European manufacturers also feel considerable heat from China, where there are “more than 20 or 30 players already building up gigawatt hours of capacity” in new batteries, said Ghislain Lescuyer, chairman of French battery supplier Saft.

Restrictions on foreign rivals and big government subsidies mean batteries today can be made more cheaply in Asia than in Europe. “We are also very dependent on raw materials like cobalt and lithium from abroad,” added Andrew McDowell, vice-president of the European Investment Bank, which has recently loaned €55 million to a French battery maker, Forsee Power.

Manufacturing moonshots

It’s not just batteries: there is growing European awareness that other key industries risk falling behind if manufacturing gaps are not plugged.

A new report published on Friday by a team of advisers led by a former German science and technology minister, Jürgen Rüttgers, calls on the Commission to consider a range of new manufacturing assignments, or missions.
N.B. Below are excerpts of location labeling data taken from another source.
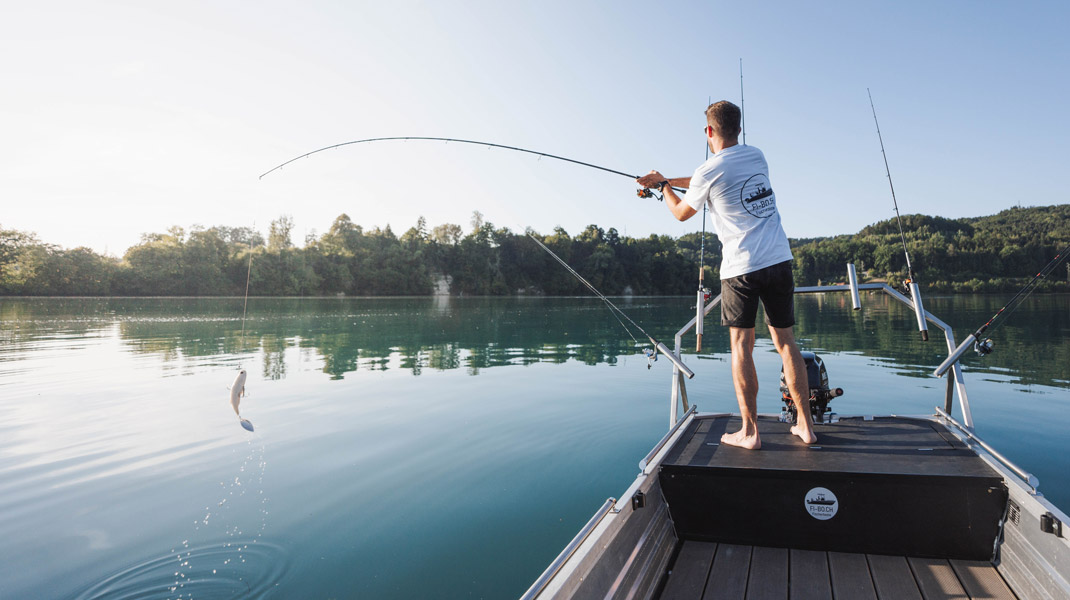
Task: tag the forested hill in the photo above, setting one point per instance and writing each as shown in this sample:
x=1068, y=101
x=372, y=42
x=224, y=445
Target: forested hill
x=997, y=252
x=979, y=254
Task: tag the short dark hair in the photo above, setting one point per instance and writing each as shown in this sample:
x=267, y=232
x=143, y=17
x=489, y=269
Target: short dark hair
x=723, y=117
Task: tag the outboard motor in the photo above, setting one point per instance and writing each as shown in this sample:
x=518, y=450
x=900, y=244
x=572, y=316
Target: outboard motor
x=820, y=393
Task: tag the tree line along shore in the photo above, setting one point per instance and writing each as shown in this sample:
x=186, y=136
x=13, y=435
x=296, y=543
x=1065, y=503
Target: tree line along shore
x=990, y=254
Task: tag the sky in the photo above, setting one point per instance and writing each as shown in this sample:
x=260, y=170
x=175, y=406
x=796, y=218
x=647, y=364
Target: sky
x=119, y=119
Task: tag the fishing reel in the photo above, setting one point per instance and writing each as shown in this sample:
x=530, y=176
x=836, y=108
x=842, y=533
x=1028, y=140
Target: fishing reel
x=821, y=395
x=647, y=193
x=982, y=348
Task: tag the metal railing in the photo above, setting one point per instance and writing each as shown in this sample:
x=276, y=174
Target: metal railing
x=957, y=385
x=550, y=571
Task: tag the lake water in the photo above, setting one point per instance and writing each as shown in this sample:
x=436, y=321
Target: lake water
x=410, y=447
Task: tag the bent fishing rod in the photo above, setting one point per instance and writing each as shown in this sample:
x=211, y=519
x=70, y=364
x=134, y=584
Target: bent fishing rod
x=642, y=193
x=984, y=347
x=912, y=282
x=658, y=347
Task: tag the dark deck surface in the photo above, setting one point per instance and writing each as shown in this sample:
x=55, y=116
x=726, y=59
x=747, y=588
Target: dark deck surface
x=885, y=445
x=707, y=570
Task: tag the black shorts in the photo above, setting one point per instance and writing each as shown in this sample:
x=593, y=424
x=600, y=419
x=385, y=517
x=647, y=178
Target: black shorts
x=773, y=285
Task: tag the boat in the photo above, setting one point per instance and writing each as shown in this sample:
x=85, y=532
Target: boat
x=882, y=506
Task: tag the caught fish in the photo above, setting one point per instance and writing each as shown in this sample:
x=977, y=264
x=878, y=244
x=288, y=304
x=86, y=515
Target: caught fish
x=237, y=390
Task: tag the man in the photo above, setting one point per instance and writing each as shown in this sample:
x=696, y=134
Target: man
x=755, y=266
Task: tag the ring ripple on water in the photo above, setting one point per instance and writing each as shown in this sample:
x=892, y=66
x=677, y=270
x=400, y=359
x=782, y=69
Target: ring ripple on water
x=231, y=569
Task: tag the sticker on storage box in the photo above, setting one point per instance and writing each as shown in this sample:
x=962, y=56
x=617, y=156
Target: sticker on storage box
x=821, y=504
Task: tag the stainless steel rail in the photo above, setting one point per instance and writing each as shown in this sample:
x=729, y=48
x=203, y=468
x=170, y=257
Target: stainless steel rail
x=657, y=448
x=1028, y=477
x=959, y=384
x=550, y=571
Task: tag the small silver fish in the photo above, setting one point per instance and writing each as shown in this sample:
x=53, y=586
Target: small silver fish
x=237, y=390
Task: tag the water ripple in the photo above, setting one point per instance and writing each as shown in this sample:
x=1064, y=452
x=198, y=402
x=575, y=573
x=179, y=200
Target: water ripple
x=222, y=570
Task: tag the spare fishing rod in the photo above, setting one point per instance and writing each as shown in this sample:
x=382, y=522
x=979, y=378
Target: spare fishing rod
x=984, y=347
x=703, y=294
x=642, y=193
x=658, y=347
x=911, y=280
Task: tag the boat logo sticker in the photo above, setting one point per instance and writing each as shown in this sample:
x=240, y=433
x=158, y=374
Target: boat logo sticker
x=757, y=197
x=821, y=504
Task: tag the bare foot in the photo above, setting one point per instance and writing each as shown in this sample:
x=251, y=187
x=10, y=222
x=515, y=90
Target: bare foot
x=738, y=439
x=807, y=435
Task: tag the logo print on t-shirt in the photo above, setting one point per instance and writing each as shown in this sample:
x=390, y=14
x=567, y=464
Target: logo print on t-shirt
x=757, y=197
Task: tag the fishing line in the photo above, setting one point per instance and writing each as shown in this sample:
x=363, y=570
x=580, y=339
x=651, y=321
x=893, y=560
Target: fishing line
x=658, y=347
x=641, y=193
x=245, y=306
x=984, y=347
x=915, y=291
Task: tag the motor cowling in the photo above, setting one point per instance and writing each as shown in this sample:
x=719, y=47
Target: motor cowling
x=821, y=394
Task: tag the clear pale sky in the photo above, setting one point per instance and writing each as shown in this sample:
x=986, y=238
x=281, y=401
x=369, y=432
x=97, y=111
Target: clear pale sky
x=119, y=119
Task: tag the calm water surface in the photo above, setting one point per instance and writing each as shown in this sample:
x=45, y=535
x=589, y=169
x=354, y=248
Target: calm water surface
x=408, y=448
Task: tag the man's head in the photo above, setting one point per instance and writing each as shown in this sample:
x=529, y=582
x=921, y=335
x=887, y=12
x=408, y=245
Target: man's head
x=723, y=118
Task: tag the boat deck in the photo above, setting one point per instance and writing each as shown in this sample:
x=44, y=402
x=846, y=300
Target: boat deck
x=708, y=570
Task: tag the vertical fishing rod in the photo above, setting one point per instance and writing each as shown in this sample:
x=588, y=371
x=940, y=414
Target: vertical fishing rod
x=743, y=120
x=915, y=290
x=700, y=303
x=658, y=347
x=984, y=347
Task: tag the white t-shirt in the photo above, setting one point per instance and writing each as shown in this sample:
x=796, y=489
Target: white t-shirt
x=735, y=182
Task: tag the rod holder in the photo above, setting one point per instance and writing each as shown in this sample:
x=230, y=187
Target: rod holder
x=953, y=357
x=699, y=304
x=919, y=310
x=856, y=302
x=672, y=357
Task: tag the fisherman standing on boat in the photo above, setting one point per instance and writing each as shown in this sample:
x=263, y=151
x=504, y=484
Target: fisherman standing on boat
x=757, y=263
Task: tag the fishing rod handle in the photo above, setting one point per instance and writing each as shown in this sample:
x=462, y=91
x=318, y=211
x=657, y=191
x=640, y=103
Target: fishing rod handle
x=672, y=357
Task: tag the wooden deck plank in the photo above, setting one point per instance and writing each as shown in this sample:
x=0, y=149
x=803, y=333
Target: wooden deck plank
x=728, y=578
x=892, y=579
x=981, y=580
x=768, y=573
x=809, y=575
x=851, y=577
x=936, y=580
x=688, y=578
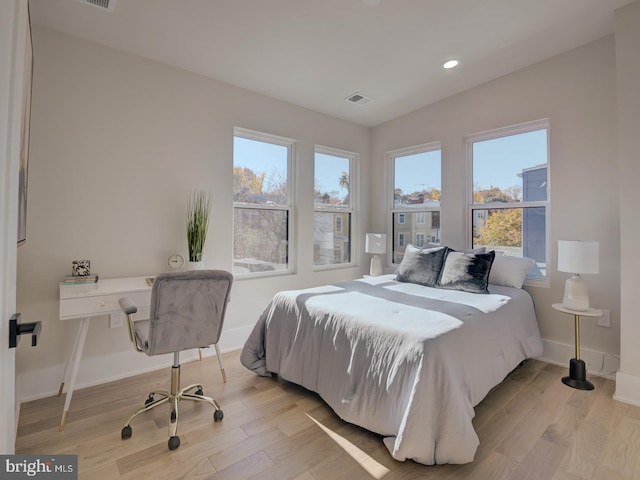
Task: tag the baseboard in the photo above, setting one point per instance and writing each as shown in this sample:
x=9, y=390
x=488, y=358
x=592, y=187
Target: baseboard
x=42, y=383
x=601, y=364
x=627, y=389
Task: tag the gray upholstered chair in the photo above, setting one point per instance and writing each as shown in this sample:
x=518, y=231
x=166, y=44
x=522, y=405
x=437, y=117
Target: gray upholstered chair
x=187, y=312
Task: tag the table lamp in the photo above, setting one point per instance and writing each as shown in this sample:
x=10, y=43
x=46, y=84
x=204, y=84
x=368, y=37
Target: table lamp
x=376, y=243
x=577, y=257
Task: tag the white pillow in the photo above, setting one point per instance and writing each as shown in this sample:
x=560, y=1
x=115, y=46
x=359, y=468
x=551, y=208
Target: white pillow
x=509, y=271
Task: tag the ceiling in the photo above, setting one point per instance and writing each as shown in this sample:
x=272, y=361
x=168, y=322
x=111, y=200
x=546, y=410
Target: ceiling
x=315, y=53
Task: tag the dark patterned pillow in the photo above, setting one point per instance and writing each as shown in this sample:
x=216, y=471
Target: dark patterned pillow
x=466, y=271
x=421, y=266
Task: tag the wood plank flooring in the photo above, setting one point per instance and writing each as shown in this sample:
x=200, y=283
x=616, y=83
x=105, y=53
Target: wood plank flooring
x=530, y=427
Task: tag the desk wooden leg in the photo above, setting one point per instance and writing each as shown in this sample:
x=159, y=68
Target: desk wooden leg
x=70, y=362
x=74, y=364
x=224, y=375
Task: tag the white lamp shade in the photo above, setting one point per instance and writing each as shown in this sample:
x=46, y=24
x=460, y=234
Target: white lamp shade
x=578, y=256
x=375, y=243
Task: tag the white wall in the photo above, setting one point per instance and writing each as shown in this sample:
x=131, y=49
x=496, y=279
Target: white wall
x=577, y=92
x=117, y=142
x=627, y=28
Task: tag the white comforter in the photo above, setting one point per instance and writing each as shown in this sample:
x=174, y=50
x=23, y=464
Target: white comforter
x=402, y=360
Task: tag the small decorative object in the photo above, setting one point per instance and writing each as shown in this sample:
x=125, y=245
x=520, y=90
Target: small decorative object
x=376, y=243
x=81, y=268
x=175, y=261
x=577, y=257
x=198, y=213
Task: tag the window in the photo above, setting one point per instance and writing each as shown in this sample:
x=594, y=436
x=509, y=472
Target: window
x=510, y=192
x=333, y=206
x=415, y=203
x=262, y=202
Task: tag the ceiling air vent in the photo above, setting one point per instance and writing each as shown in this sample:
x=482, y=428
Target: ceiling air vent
x=102, y=4
x=359, y=99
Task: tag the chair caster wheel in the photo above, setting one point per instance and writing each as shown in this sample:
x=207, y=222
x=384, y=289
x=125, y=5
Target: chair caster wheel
x=126, y=432
x=174, y=442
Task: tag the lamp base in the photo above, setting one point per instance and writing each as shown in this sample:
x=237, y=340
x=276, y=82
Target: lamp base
x=576, y=296
x=376, y=266
x=577, y=375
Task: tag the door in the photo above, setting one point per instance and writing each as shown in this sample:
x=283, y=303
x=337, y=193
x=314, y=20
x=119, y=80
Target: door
x=13, y=36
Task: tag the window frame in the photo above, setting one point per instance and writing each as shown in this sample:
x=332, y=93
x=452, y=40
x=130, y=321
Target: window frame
x=289, y=208
x=535, y=125
x=400, y=210
x=350, y=209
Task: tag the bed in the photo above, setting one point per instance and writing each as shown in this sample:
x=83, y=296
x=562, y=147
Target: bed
x=401, y=359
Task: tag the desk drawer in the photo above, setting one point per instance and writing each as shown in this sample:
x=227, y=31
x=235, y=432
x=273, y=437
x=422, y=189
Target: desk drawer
x=99, y=304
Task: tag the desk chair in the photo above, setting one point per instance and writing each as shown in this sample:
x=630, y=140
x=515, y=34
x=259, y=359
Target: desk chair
x=187, y=312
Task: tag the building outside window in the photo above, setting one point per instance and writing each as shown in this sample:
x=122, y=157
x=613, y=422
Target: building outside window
x=415, y=200
x=262, y=203
x=334, y=187
x=510, y=193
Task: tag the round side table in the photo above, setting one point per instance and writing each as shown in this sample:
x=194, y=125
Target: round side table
x=577, y=369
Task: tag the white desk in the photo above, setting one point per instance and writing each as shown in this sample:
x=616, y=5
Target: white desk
x=93, y=300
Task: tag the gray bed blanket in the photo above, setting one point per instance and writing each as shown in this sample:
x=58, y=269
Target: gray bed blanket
x=402, y=360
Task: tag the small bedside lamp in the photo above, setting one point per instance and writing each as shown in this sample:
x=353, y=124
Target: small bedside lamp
x=376, y=243
x=577, y=257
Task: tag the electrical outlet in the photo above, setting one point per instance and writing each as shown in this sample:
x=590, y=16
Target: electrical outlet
x=116, y=320
x=604, y=320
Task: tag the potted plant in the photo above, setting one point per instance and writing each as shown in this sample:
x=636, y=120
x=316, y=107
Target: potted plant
x=198, y=213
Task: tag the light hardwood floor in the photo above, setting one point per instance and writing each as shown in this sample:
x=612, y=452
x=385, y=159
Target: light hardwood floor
x=530, y=427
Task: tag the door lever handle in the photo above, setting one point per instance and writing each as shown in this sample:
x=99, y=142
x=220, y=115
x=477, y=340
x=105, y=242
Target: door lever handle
x=16, y=329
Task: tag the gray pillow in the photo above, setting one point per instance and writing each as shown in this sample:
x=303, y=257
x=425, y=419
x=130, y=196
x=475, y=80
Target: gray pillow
x=466, y=271
x=421, y=266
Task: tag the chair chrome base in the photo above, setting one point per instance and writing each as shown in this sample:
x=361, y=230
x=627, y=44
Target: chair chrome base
x=172, y=397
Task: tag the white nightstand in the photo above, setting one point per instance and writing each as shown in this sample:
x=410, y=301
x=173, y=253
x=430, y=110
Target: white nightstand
x=577, y=369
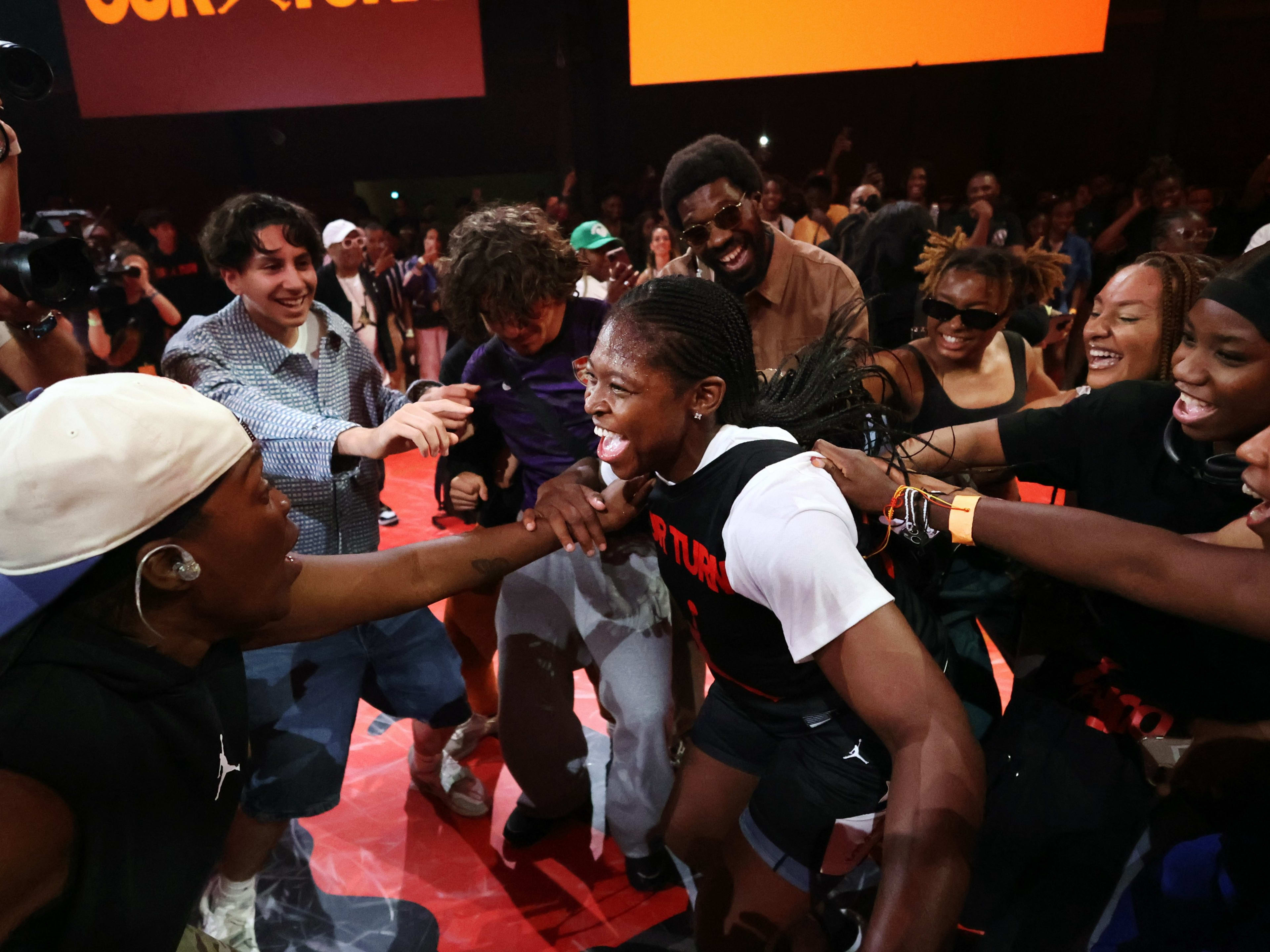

The report argues that missions – a new research funding formula for Brussels which is set to feature in Framework Programme 9 from 2021 – can help drive re-industrialisation in key sectors. A mission-based approach, like a prize competition, would be clear on the expected outcome, but the journey to reach this end point would not follow a pre-determined path, or use a single technology.

For instance, the report suggests, Europe could aspire to become “the global leader in bio-manufacturing”, with funding for new agricultural moonshots that would decrease the continent’s reliance on fossil fuels. Another mission could be to develop cheap desalination methods and technology, with the aim of securing clean water supplies for large coastal cities.

The report also recommends new EU funding lines for artificial intelligence and secure digital devices in the Commission’s €6.6 billion ‘key enabling technologies’ research programme.